Vitalik Buterin has published a new article outlining upcoming Ethereum improvements, particularly focusing on PeerDAS, the Verkle tree transition and decentralized methods for storing history as proposed in EIP-4444.

Grats @dankrad @peter_szilagyi you got me to interrupt my work on EIPs and make a twitter response that turned into an unscheduled poast 😀

— vitalik.eth (@VitalikButerin) May 17, 2024

Ethereum’s founder emphasized the importance of decentralization, a key element of ETH’s unique development strategy. He also addressed issues like Maximal Extractable Value (MEV) and the balance between minimizing and quarantining it.

The article was inspired by a series of tweets from long-time Geth core developer Peter Szilagyi, who expressed concerns about MEV.

MEV became an issue, so instead of trying to find solutions against it, we’ve glorified it and are now catering the protocol and infra around it to proprietary MEV builders instead of local block producers. It’s futile to fight against MEV os might as well lean hard on it, right?

— Péter Szilágyi (karalabe.eth) (@peter_szilagyi) May 16, 2024

Buterin noted that many of these concerns are already being addressed by ongoing protocol features and that additional issues can be resolved through realistic adjustments to the current road map.

MEV

Buterin discussed Ethereum’s approach to managing Miner Extractable Value (MEV), which emerged around 2020 when miners started using complex strategies to gain extra revenue from DeFi activities. This development compromised the fairness of block proposing, favoring larger actors.

Two strategies address MEV: minimization and quarantining. MEV minimization involves creating alternatives like Cowswap and using encrypted mempools to reduce exploitable information.
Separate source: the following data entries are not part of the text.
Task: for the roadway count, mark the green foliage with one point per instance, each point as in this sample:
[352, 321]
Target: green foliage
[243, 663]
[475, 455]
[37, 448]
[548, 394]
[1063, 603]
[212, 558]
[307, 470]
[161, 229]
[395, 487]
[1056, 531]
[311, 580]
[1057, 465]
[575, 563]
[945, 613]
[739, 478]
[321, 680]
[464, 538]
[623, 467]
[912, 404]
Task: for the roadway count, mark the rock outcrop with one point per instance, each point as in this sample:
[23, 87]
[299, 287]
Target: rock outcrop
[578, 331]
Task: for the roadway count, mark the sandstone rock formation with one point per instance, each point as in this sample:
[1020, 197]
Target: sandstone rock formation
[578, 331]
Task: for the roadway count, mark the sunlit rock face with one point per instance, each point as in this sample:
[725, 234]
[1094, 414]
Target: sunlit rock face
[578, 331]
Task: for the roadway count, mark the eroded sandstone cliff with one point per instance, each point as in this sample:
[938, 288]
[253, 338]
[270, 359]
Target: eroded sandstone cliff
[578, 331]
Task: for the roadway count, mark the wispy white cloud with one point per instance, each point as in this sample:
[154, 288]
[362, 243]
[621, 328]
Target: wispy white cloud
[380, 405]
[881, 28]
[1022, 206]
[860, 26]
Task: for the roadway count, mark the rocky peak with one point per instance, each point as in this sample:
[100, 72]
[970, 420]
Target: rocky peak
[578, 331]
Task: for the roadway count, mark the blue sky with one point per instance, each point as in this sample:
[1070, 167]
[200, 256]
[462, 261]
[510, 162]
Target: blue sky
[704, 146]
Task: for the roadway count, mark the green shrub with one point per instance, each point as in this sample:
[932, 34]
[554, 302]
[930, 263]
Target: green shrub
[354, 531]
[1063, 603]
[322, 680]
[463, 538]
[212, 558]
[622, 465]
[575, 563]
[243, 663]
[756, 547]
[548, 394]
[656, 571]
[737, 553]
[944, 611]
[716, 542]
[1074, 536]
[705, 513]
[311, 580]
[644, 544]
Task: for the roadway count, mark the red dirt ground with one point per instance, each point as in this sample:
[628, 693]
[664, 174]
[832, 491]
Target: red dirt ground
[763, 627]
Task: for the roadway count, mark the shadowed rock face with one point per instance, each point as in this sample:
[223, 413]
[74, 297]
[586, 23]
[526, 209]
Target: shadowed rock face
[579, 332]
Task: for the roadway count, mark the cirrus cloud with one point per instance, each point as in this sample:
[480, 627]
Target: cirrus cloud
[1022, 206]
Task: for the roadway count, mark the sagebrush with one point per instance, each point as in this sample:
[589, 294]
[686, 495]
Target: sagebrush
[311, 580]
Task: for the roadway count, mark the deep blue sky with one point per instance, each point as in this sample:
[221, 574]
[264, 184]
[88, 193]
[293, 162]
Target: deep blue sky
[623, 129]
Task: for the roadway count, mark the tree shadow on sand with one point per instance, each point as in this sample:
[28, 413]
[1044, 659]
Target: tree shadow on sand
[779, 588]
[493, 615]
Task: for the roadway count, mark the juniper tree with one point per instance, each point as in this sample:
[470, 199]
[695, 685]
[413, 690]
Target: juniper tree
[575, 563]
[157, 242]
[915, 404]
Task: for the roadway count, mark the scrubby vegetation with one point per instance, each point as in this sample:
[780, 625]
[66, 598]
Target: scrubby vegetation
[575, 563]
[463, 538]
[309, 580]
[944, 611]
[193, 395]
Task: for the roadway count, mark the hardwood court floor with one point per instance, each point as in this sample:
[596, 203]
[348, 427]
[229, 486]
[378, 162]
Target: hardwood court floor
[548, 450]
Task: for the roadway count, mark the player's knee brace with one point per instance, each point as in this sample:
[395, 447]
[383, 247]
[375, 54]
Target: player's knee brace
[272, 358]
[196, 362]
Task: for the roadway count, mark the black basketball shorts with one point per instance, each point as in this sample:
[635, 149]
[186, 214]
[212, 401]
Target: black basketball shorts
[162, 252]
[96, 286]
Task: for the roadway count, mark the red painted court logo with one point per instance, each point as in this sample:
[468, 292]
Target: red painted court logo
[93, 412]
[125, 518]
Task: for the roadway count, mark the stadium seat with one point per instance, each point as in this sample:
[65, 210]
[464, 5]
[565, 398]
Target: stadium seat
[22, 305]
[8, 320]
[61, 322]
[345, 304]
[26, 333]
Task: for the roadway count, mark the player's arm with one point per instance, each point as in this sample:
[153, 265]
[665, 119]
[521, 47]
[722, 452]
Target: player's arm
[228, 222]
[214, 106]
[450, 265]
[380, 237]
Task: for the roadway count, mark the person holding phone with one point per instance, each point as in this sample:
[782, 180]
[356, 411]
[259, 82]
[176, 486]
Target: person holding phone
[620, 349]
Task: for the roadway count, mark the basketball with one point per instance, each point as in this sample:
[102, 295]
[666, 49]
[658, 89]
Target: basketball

MEV quarantining accepts MEV but limits its impact by separating block proposing from content selection. Validators focus on proposing blocks, while specialized builders choose block contents via an auction protocol.

Buterin supports a mix of both strategies, acknowledging that MEV will not disappear entirely and emphasizing the need to reduce the potential harm from builders to maintain decentralization.

Decentralization

Buterin also emphasized the importance of making Ethereum nodes accessible, a central issue in blockchain decentralization. He highlighted EIP-4444 and Verkle trees as key technologies to reduce node hardware requirements, potentially to under 100 gigabytes or even near-zero by offloading history storage.

Buterin acknowledged concerns about centralization if responsibility for state maintenance and proofs is offloaded, suggesting an alternative: storing old history in a peer-to-peer network where each node holds a small portion of the data. This would ensure robustness with thousands of copies and potentially use erasure coding for added reliability.

He stressed that while Ethereum Layer 1 should support Layer 2 projects, it must maintain scalability and the unique properties that make Ethereum distinct, ensuring continued decentralization and security.